The Telephone Despatch Company’s first List of Subscribers (a very thin “phonebook”) was published in 1879. It counted 56 customers, including the four founders. The List didn’t give phone numbers. To make a call, you had to contact the operator who would relay the call to another customer who needed to be clearly identified. It was quite the operation. Customers were also connected via party lines with six to eight customers per line.

Among the first businesses “connected” by phone were merchants like the Robert Walker’s Golden Lion Store (dry goods) on King Street, a druggist at Yonge and Queen, the Telegram and the Globe newspapers, a restaurant on Yonge Street, the Grand Trunk Railway office, the Queen’s Hotel (predecessor of the Royal York Hotel), and a few more.

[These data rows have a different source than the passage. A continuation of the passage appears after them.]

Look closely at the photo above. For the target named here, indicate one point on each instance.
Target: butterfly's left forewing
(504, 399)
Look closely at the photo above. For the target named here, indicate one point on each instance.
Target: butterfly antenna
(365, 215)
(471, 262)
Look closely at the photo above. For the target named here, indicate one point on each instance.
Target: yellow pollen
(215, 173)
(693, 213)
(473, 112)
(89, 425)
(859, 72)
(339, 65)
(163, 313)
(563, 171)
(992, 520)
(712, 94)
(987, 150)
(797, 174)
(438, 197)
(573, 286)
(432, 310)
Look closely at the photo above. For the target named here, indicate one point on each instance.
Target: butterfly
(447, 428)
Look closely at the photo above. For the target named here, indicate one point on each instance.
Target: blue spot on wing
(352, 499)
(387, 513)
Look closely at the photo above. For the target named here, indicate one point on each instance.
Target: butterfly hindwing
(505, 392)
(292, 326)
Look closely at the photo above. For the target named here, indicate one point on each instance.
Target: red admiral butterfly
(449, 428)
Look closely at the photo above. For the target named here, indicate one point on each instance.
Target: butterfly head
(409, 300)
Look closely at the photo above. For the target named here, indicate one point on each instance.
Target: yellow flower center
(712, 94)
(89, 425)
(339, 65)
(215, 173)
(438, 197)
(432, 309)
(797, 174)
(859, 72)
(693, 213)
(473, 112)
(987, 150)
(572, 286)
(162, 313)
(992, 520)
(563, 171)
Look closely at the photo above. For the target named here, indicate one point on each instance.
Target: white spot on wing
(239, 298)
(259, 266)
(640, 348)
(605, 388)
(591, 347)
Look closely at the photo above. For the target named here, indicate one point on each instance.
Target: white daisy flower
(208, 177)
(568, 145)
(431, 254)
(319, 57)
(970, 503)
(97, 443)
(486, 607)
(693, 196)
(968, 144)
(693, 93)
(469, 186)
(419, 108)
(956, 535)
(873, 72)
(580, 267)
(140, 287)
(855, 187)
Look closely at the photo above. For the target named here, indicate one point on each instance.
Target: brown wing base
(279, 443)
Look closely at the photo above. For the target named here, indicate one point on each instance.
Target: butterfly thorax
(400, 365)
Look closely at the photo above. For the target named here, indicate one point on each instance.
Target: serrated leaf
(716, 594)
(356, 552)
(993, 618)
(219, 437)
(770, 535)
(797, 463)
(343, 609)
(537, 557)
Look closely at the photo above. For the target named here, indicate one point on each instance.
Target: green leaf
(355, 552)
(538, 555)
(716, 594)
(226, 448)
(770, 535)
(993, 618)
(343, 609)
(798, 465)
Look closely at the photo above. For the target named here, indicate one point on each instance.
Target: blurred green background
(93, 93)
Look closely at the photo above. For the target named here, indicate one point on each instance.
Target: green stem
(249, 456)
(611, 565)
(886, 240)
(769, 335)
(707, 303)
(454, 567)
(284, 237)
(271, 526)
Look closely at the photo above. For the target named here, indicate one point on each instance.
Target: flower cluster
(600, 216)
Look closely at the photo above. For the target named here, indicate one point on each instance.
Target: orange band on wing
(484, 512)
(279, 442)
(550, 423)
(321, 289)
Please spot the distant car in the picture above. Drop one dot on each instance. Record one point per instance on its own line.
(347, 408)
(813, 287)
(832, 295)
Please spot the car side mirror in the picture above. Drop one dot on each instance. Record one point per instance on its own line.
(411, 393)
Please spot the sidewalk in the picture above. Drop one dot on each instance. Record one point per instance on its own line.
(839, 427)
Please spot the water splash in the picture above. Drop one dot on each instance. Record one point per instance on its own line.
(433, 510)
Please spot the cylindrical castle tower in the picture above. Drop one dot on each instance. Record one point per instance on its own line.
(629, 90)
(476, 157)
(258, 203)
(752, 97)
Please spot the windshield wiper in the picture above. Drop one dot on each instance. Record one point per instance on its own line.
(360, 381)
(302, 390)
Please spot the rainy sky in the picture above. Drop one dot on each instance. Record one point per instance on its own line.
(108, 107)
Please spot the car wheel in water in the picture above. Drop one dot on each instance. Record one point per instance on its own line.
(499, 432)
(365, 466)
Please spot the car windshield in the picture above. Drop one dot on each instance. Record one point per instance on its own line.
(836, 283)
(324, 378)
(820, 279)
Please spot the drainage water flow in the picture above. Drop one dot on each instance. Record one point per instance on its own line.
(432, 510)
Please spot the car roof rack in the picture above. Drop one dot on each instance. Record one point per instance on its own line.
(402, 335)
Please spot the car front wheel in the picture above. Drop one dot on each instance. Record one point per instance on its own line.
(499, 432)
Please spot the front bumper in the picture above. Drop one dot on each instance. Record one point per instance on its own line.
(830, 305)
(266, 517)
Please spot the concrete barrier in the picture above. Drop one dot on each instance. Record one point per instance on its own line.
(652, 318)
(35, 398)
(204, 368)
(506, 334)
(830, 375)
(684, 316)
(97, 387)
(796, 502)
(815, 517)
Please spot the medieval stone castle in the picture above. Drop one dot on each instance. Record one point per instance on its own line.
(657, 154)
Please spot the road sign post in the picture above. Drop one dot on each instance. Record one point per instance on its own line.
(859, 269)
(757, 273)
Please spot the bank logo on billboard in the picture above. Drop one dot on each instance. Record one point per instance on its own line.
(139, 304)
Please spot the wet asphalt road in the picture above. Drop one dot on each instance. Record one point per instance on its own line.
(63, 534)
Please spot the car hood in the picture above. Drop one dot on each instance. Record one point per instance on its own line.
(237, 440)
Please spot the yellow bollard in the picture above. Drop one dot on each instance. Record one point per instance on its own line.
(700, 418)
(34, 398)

In 1881, the Telephone Despatch Company was taken over by the Bell Telephone Company. By that time, the company had 200 subscribers. Neilson was kept as the Manager. When he retired in 1896, he became the first pensioner at Bell.

The Neilson family at a cottage. Date and photographer unknown. Janet Neilson is standing a the back.

Neilson had also other interests. He lived a very active life and loved the outdoors and photography. He was a founding member of the Toronto Canoe Club and of the Toronto Camera Club. Neilson was also the first secretary of the Muskoka Lakes Association. He also travelled the world extensively, even in his old age.

Hugh Neilson died at age 93 in 1938. At the time of his death, he was the longest continuous telephone subscriber in the world.  He was buried in the Toronto Necropolis.

His daughter, pioneering Toronto Public Health Nurse Janet Neilson, grew up in the Carlton Street house. The story doesn’t say how much time she spent on the phone.